В лекционной студии находилось 14 студентов и докладчик – специалист по современному Ирану, субтильный человек европейского происхождения, выучивший фарси огромным усилием воли и усидчивостью. Иначе говоря, он взял этот язык, как берут недоступную роскошную женщину, наглыми домогательствами и измором. Теперь вот он рассказывал, очень высоким, но поставленным лекторским голосом с ужимками и повторами историю современного Ирана, которая не обещала больших радостей слушателям.

Популярный лектор, прервавшись, поводил по Крешу сиреневыми, какими-то свежими глазами, недовольно ответил на приветствие и извинение, и показал кивком, чтобы проходил. «Па-пра-шу не опаздывать», – сухо и громко сказал он. Креш согласно кивал этому зануде, чуть ли не спиной. Он не обижался. Сел возле рыжеволосой, прелестной девушки с белоснежной кожей, которая охотно и легко подвинулась, освобождая место для Креша на скамье.

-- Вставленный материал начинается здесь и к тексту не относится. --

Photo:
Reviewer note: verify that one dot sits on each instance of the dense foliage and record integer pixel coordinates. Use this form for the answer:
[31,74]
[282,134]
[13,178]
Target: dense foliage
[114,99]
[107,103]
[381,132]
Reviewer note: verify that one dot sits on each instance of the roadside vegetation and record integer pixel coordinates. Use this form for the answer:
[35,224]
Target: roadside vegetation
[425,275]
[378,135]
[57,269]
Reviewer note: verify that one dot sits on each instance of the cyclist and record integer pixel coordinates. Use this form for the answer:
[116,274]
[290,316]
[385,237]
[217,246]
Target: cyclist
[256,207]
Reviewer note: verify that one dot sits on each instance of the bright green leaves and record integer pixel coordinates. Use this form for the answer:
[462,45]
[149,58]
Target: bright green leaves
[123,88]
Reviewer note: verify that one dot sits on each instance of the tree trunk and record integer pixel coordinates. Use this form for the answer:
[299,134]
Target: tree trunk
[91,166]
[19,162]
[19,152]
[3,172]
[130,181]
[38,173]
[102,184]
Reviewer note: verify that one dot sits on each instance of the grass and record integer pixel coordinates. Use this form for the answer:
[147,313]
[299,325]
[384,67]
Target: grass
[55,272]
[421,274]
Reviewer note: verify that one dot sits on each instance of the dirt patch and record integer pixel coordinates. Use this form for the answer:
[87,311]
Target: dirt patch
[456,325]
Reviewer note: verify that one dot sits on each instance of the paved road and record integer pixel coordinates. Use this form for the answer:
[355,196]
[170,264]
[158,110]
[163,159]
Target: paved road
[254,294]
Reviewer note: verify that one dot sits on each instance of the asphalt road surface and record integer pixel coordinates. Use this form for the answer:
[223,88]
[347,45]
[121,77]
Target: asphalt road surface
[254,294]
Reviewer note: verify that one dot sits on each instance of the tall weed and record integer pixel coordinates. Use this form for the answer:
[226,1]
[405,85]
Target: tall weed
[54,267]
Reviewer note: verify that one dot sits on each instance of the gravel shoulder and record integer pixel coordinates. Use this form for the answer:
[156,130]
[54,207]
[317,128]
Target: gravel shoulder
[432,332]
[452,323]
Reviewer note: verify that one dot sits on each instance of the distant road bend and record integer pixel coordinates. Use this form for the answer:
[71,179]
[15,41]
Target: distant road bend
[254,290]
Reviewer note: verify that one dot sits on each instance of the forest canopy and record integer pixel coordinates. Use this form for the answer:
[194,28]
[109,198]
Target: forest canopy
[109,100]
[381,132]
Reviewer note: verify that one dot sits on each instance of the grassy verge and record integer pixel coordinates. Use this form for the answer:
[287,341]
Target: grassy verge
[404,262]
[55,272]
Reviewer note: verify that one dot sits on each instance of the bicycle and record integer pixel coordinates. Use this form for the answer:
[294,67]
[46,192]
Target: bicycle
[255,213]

«Так вот, – сказал лектор, – на чем мы остановились? Не подскажете, уважаемая Лимор?» Соседка Креша поднялась, как будто раскрывала застывшие ножницы, оказалась очень высокой и стройной, как смоковница, и сказала: «В столице Ирана Тегеране жизнь резко отличается от жизни в других местах этой страны, к этому городу очень подходит известное выражение о том, что Нью-Йорк это не Америка, Москва это не Россия, но Париж это Франция». Лектор явно удивился. «Спасибо вам за замечательную память и внимание, Лимор, вы заработали лишний балл на экзамене, я бы сказал, даже два балла», – отметил лектор, рассматривая девушку в упор, как картину Матисса в его зале в петербургском Эрмитаже. На этой картине было изображено в двух цветах лицо русской красавицы Лидии Делекторской, томской сироты. Эта иерусалимская Лидия теперь старательно записывала слова злобного, волевого лектора, только листы тетради трещали под ее авторучкой.

Дома Креш опять читал «Колымские рассказы», отчетливо понимая, как попадает через эту странную, великую книгу в другое пространство, незнакомое, страшное, величественное. Пространство это фосфоресцировало, как ненастоящее, но Креш его ощущал почти физически. Он как бы шел в отрепьях и страшных башмаках из автомобильных шин, качаясь от слабости и голода. Холод пронимал его до костей, он почти не боялся, потому что бояться уже было ему нечего. По сухому снежному насту, издавая славные звуки, распространяя запах бензина, очень быстро мчались грузовики и груженые самосвалы. Снежный полусумрак и болезненный голод кружили Крешу сознание, он был близок к тому, чтобы прилечь у двухметрового сугроба возле дома и заснуть без снов. Жизнь его была поставлена на кон в этом пространстве другой земли. Он попал через эту книгу про Колыму в другое пространство

«На Колыме не поют птицы. Цветы Колымы – яркие, торопливые, грубые – не имеют запаха. Короткое лето – в холодном, безжизненном воздухе – сухая жара и стынущий холод ночью.

На Колыме пахнет только горный шиповник – рубиновые цветы. Не пахнет ни розовый, грубо вылепленный ландыш, ни огромные, с кулак, фиалки, ни худосочный можжевельник, ни вечнозеленый стланик.

И только лиственница наполняет леса смутным своим скипидарным запахом. Сначала, кажется, что это запах тленья, запах мертвецов. Но приглядишься, вдохнешь этот запах поглубже и поймешь, что это запах жизни, запах сопротивления северу, запах победы.

К тому же – мертвецы на Колыме не пахнут – они слишком истощены, обескровлены, да и хранятся в вечной мерзлоте», – вот что было написано в этой книге, которую написал писатель с непроизносимой русской фамилией.